Data Exfiltration and RCE Risks Found in Azure Data Factory’s Airflow Integration
Unit 42 researchers have uncovered multiple vulnerabilities in Azure Data Factory’s managed Apache Airflow integration, potentially enabling attackers to achieve shadow administrator control, data exfiltration, and remote code execution.
Apache Airflow, integrated into Azure Data Factory, is widely used to orchestrate workflows through Directed Acyclic Graphs (DAGs). However, Unit 42 researchers identified vulnerabilities that could allow attackers to manipulate DAG files, bypass Kubernetes security controls, and exploit Azure’s internal systems.
The vulnerabilities include:
- Misconfigured Kubernetes RBAC: Improper role-based access control allows attackers to escalate privileges within the cluster.
- Misconfigured Geneva Service Secrets: Geneva, an Azure internal service for monitoring, exposes sensitive credentials.
- Weak Authentication for Geneva: Attackers can tamper with logs and access Azure resources through poorly secured Geneva API endpoints.
Unit 42 highlights the critical risk: “The vulnerabilities can provide attackers with shadow admin control over Azure infrastructure, which could lead to data exfiltration, malware deployment and unauthorized data access.”
The attack begins with gaining access to or tampering with DAG files. Researchers demonstrated how an attacker could craft a malicious DAG to execute a reverse shell. Once imported into the Airflow cluster, the DAG runs automatically, opening the door for further exploitation.
Unit 42 explains the attack flow:
- Step 1: Gain write access to DAG files (via leaked credentials or shared access tokens).
- Step 2: Upload a malicious DAG that establishes a reverse shell connection.
- Step 3: Exploit Kubernetes misconfigurations to escalate to cluster admin privileges.
With these privileges, attackers can:
- Deploy privileged pods to escape container isolation.
- Access sensitive secrets (e.g., PostgreSQL passwords, TLS certificates, and Azure storage keys).
- Gain root access to the host virtual machine (VM) running the Kubernetes cluster.
As Unit 42 notes: “The service account used by the pod had cluster admin permissions, giving us full control over the entire cluster. These permissions included creating pods, accessing secrets, and more.”
One of the most alarming discoveries involves Azure’s Geneva service, a critical monitoring tool for Microsoft infrastructure. Researchers found that Geneva uses weak authentication mechanisms and shared certificates across Airflow deployments.

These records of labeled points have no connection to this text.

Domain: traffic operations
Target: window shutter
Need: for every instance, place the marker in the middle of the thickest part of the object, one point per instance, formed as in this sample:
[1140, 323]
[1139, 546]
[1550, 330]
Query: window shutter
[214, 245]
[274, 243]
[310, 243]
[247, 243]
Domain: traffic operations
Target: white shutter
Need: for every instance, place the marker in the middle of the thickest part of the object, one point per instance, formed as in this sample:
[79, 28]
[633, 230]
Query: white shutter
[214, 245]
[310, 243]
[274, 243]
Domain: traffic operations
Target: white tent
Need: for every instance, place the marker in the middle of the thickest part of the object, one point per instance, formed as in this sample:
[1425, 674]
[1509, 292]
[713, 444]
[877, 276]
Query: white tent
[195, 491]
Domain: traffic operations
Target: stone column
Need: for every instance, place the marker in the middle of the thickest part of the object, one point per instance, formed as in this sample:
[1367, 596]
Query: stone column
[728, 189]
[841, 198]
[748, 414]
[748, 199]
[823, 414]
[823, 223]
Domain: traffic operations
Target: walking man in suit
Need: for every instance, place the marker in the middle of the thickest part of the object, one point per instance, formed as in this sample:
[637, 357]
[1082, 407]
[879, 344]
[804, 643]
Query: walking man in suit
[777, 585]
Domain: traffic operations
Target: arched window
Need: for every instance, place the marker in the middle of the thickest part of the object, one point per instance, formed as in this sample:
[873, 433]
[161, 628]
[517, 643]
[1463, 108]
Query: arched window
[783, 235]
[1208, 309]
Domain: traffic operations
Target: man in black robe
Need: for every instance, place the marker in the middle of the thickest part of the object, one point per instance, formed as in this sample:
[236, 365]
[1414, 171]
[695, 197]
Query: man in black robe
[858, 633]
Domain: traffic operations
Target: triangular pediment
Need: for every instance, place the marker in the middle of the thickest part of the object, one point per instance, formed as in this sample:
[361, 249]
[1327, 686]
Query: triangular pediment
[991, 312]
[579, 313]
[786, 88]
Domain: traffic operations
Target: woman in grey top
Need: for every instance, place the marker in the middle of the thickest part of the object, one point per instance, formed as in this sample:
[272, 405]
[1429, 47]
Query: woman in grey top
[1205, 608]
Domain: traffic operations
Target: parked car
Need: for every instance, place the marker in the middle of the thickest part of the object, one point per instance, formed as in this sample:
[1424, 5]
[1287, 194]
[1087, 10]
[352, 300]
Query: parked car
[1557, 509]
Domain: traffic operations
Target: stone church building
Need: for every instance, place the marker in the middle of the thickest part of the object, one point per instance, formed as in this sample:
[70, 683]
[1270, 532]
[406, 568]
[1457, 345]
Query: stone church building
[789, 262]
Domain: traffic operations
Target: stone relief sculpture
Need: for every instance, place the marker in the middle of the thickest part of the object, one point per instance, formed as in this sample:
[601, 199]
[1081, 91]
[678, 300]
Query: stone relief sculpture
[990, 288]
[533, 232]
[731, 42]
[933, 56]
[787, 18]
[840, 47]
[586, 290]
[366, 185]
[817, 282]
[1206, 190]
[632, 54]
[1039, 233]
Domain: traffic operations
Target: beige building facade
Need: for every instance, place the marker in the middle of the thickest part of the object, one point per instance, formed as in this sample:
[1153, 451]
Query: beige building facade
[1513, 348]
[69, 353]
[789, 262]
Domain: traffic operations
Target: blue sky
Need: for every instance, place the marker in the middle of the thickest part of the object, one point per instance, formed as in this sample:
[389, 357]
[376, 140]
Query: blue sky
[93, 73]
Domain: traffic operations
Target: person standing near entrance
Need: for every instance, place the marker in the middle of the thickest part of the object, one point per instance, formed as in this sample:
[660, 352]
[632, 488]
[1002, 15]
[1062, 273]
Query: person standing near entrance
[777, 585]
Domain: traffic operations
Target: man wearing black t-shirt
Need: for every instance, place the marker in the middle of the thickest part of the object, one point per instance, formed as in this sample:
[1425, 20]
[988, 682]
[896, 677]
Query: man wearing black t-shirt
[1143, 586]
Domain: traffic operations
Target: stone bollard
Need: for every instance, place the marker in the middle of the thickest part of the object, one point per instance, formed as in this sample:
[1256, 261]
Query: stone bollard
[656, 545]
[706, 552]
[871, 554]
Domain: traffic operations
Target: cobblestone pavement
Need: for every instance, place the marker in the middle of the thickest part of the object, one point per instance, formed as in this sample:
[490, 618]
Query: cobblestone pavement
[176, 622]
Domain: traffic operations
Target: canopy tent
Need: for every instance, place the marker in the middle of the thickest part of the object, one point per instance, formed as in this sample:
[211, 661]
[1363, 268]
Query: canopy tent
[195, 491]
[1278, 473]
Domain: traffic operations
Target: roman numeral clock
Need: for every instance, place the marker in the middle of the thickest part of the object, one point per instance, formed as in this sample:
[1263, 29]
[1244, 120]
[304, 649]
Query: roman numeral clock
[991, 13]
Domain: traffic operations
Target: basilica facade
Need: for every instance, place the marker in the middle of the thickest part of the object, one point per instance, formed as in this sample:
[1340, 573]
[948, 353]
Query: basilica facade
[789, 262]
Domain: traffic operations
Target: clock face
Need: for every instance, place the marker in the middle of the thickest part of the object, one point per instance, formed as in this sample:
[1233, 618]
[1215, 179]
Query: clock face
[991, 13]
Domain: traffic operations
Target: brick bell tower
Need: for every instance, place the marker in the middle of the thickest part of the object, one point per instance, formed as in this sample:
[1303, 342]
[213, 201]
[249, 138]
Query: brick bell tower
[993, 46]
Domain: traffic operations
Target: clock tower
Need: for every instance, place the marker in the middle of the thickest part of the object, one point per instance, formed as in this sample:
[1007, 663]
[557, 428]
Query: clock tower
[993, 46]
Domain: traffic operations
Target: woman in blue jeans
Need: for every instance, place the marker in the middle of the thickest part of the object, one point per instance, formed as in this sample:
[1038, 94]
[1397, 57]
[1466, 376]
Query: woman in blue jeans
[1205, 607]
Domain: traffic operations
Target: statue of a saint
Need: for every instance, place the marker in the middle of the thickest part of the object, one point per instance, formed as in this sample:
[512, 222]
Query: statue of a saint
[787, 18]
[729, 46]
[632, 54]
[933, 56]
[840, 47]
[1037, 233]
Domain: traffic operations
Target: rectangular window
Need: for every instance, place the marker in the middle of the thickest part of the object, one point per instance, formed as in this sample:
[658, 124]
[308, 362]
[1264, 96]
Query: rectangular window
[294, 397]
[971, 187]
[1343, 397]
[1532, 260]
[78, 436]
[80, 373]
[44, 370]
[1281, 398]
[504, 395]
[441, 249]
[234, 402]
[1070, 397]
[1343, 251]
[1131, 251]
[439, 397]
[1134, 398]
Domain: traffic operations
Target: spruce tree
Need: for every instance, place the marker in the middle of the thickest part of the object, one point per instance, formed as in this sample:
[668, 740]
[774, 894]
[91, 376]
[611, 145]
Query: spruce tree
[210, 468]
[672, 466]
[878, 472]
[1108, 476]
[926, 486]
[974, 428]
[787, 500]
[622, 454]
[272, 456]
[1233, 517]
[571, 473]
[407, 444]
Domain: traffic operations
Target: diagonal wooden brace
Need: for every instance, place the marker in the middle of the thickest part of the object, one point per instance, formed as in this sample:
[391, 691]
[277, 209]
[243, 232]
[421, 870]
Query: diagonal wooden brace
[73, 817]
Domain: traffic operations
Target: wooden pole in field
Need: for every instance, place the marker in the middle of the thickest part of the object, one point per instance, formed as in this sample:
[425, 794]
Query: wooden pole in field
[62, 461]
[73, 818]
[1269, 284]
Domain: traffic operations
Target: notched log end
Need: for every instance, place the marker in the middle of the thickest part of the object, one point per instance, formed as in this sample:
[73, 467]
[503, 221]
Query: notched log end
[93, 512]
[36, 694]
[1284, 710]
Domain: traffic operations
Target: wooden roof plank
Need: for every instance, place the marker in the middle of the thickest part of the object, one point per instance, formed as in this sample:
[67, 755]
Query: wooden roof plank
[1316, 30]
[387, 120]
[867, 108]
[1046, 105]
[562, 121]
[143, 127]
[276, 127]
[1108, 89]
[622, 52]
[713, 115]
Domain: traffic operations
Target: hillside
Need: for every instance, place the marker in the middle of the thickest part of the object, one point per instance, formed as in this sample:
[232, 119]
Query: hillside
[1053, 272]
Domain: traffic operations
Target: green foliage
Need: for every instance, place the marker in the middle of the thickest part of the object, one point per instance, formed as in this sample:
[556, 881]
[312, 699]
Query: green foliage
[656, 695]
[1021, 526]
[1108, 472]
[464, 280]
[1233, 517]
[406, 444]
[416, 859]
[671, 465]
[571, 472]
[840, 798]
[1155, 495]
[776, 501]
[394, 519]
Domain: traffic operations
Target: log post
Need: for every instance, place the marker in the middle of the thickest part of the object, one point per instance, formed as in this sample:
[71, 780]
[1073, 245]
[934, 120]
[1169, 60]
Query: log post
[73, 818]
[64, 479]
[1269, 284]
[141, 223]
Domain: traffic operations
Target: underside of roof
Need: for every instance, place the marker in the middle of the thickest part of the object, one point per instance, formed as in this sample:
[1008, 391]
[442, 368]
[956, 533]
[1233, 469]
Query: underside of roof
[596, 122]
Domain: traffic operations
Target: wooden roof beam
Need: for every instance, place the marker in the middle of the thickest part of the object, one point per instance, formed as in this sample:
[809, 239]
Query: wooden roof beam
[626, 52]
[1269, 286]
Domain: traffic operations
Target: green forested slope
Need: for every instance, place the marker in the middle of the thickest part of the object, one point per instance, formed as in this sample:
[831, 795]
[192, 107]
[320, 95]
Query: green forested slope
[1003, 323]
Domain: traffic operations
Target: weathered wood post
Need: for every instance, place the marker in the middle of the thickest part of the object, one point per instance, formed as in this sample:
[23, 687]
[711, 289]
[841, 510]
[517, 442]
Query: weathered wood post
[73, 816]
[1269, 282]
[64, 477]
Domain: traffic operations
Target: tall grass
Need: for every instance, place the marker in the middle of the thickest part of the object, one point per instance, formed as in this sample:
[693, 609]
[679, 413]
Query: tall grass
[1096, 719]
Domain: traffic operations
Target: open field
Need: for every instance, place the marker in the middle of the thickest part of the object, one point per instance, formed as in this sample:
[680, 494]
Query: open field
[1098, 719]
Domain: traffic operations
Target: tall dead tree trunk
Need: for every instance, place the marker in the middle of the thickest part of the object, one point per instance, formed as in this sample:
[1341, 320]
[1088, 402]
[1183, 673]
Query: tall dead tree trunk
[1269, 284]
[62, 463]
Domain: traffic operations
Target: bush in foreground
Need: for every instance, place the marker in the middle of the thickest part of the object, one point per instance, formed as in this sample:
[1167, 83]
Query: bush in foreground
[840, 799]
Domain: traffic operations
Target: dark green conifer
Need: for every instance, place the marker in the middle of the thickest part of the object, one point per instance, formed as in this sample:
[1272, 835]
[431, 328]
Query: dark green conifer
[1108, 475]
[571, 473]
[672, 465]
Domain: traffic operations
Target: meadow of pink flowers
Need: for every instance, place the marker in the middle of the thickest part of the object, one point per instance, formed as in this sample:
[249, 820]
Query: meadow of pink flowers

Exploiting Geneva could allow attackers to:
- Tamper with Logs: Attackers can generate and send crafted logs to Geneva, hiding malicious activity.
- Access Azure Resources: Geneva’s exposed API endpoints provide access to Event Hubs, storage accounts, and more.
- Exfiltrate Data: Attackers can manipulate Geneva to extract sensitive information or disrupt operations.
Unit 42 explains the impact: “These vulnerabilities could enable attackers to escape from their pods, gain unauthorized administrative control over clusters and access Azure’s internal services (Geneva).”
If exploited, these vulnerabilities could lead to devastating consequences:
- Shadow Workloads: Attackers can deploy hidden workloads, such as cryptominers or malware, without detection.
- Persistent Access: By creating new service accounts, attackers maintain long-term control over the cluster.
- Data Exfiltration: Attackers could steal credentials, modify DNS zones, and access databases connected to Airflow.
Microsoft has acknowledged the reported vulnerabilities, categorizing them as low-severity due to isolated clusters. However, Unit 42 emphasizes the importance of proper configurations to prevent exploitation.
Key recommendations include:
- Restrict DAG File Access: Use strict permissions to prevent unauthorized modifications.
- Secure Kubernetes RBAC: Apply least-privilege principles to Kubernetes service accounts.
- Harden Secrets Management: Safeguard access to sensitive keys and certificates.
- Monitor Logs and Policies: Use auditing tools to detect unusual behavior within Airflow and Geneva services.
The “Dirty DAG” vulnerabilities shed light on the risks of misconfigurations in managed cloud services like Azure Data Factory. Unit 42’s findings demonstrate how attackers can chain seemingly minor flaws to achieve full control over Kubernetes clusters and Azure resources.
As cloud environments grow in complexity, organizations must adopt a layered security approach to detect and mitigate such threats. Unit 42 concludes: “Adversaries have moved beyond basic tactics to more sophisticated service-specific attacks. It is essential to adopt a comprehensive protection strategy.”